You Gotta Know When To Hold ‘Em

At the risk of being branded a heretic, unAmerican, or a millennial, I have to admit, I’m not a huge Country music fan. I do, however, have several Country Music artists and quite a few singles on rotation on my phone. I Love Kenny Rogers wake up rasp, Willie Nelson’s plaintive clarity, Dolly Parton’s sass, Patsy Cline’s sweetness, and though not strictly Country, I do love some Johnny Cash & John Denver.

I think what I like about Country is the same thing I love about Irish folk music – the stories. Kenny’ Rogers’ song The Gambler, is a magnificent piece of cogent advice wrapped in melody. The lyrics were playing in my mind the other day as I was rerunning a conversation I’d had with someone in my mind. Know when to hold ’em, know when to fold ’em, know when to walk away, know when to run. Never count your money when you’re sittin’ at the table, there’ll be time enough to count it when the dealin’s done. Was it time to run? Perhaps it was just time to just hold my cards close to my chest.

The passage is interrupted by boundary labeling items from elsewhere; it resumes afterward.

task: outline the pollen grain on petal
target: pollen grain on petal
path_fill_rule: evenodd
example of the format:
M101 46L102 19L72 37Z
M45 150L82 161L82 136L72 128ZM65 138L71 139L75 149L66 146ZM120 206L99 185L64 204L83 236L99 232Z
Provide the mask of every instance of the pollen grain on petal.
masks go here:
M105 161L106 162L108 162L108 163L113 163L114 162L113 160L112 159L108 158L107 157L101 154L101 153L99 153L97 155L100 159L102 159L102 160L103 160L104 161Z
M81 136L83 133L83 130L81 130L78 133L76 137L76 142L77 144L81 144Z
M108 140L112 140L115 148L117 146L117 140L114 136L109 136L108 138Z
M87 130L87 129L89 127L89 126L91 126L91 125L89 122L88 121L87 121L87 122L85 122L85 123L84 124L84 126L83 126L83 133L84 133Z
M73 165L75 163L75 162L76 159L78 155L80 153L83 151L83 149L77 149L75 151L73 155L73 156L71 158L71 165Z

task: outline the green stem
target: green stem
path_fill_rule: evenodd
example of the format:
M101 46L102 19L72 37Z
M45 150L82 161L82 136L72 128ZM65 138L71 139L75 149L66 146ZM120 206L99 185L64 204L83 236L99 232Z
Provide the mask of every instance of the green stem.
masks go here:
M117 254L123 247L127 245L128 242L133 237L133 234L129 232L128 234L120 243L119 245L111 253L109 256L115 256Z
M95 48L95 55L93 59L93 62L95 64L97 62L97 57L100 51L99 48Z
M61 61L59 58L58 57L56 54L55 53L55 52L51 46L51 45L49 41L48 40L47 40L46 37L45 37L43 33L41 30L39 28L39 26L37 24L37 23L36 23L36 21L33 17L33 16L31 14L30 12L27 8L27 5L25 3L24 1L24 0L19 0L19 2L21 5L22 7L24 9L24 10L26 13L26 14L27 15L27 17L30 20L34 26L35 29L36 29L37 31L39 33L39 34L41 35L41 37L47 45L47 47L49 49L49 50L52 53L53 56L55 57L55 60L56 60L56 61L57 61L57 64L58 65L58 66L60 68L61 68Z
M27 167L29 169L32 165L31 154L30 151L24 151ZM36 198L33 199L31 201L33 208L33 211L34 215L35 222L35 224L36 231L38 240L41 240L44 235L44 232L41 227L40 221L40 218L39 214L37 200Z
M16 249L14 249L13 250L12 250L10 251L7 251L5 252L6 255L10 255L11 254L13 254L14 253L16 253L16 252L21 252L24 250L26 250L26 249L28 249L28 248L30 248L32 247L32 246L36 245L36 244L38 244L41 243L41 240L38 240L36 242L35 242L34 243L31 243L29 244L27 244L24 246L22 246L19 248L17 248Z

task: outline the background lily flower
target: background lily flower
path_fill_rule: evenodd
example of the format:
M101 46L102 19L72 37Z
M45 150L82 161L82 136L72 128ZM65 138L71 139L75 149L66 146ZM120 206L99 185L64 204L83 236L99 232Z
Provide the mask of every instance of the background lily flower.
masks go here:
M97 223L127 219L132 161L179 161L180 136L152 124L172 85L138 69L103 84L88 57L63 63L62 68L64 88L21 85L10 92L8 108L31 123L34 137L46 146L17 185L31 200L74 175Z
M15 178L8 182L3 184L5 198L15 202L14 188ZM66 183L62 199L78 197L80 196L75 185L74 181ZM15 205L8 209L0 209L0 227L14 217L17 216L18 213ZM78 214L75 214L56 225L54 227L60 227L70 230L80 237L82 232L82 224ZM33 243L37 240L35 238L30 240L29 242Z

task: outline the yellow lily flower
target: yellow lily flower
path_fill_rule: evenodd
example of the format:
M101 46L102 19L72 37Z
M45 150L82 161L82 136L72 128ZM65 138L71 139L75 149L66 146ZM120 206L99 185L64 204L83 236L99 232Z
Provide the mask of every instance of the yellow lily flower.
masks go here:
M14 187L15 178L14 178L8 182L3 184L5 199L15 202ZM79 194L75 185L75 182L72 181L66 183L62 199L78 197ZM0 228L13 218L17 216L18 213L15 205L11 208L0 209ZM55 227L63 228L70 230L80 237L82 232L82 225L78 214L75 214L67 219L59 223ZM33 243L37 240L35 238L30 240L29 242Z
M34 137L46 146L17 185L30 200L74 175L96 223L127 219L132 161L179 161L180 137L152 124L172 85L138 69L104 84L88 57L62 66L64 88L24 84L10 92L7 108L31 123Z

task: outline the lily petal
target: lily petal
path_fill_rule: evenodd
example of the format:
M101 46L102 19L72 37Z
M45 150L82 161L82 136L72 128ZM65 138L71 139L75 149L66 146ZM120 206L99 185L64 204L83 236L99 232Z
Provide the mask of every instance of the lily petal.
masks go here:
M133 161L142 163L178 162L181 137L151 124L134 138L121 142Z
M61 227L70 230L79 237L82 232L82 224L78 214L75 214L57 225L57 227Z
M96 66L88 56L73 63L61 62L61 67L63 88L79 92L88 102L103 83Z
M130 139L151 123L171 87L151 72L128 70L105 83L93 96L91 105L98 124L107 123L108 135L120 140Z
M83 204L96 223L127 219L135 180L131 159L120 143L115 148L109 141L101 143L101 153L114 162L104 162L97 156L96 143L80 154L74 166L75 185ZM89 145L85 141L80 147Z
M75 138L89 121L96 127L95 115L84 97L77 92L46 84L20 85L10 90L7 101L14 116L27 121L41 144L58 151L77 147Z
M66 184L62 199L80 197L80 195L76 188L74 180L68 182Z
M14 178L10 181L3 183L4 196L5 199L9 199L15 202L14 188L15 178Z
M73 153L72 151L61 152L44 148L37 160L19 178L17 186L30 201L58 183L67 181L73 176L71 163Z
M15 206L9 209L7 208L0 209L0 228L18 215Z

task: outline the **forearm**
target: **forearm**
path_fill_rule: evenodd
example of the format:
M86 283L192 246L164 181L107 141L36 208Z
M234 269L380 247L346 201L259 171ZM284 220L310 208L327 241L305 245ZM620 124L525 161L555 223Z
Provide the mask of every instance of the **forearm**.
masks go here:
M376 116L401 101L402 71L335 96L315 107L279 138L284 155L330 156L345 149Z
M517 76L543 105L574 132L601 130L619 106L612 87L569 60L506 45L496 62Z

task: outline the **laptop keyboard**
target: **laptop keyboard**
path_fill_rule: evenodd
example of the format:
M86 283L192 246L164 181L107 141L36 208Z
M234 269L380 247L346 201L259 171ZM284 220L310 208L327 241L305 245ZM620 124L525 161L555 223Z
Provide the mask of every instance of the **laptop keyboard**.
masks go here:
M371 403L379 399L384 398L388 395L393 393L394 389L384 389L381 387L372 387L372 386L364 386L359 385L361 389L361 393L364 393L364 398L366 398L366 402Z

It’s funny. Church people aren’t supposed to know about gambling and poker, and to be sure, I hate gambling because I hate to waste hard-earned money. I’ve been to a casino with friends once in my early twenties and only because I was dragged. I rationalized the $10 cost of the trip was defrayed by the $20 in free tokens we got to play and the meal voucher. I cashed in $10 worth of tokens for quarters immediately upon arrival, then I had them to do laundry with when I got home. I cashed in my voucher for a free meal and spent the most unsatisfactory $10 of my life on games rigged to fail me and pay the house. That being said, however, I think poker is an excellent analogy for life. And card games, in general, are a fantastic way of teaching you all kinds of life skills – chief of which is think before you act.

So, as I walk through life, humming Kenny Rogers’ ode to a man who got valuable advice from a stranger, I’ll remember my own modified version of that advice: Pray first, think second, pray third, then act because “all my mistakes were made in a hurry.”